South Korea is one of the few economies worldwide experiencing a productivity increase attributed to artificial intelligence, but rising tensions between the U.S. and China regarding semiconductor technology may pose challenges to this growth, according to analysts at Bank of America.
The semiconductor sector represents 17% of South Korea’s exports, and the nation has benefitted significantly from the AI boom, with its exports rising by over 50% year-over-year. Analysts believe that South Korea’s substantial investment in AI research and development, along with an increasing number of AI-related patents, will strengthen its position in the adoption of AI technologies.

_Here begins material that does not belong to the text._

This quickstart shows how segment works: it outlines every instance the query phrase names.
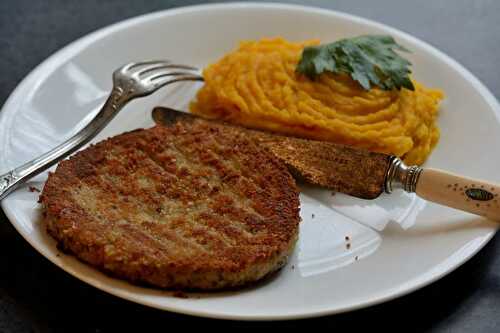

However, potential geopolitical tensions may impact the semiconductor supply chain, particularly the escalating friction between the U.S. and China, which could hinder AI advancement in South Korea. Although South Korea has shifted some of its chip exports away from China to other regions, China and Hong Kong accounted for over 30% of its semiconductor exports in 2023, with exports to the U.S. making up a similar proportion.
Bank of America analysts warned that if geopolitical tensions intensify and the U.S. imposes further trade restrictions on advanced or AI-related chip exports to China, it could critically harm Korea’s memory semiconductor exports.
Additionally, South Korean chip manufacturers rely on China for essential parts and equipment used in chip production. Any disruptions to this supply chain could complicate the ability of South Korean companies to obtain the necessary tools for semiconductor manufacturing.
Reports indicate that the U.S. has requested South Korea to limit exports to China of equipment and technology used for producing memory chips and advanced logic chips, particularly those exceeding 14-nanometers in logic chip technology and 18-nanometers in DRAM memory chips. South Korean officials are reportedly considering this request due to potential impacts on major South Korean companies like Samsung and SK Hynix, which have significant operations in China, its largest trading partner.
Additionally, the Biden administration is said to be contemplating the implementation of an export control mechanism known as the foreign direct product rule against allies that continue to supply chipmaking tools and equipment to China. This rule would prevent the export of any goods to any nation if they are manufactured using a specified percentage of U.S. intellectual property.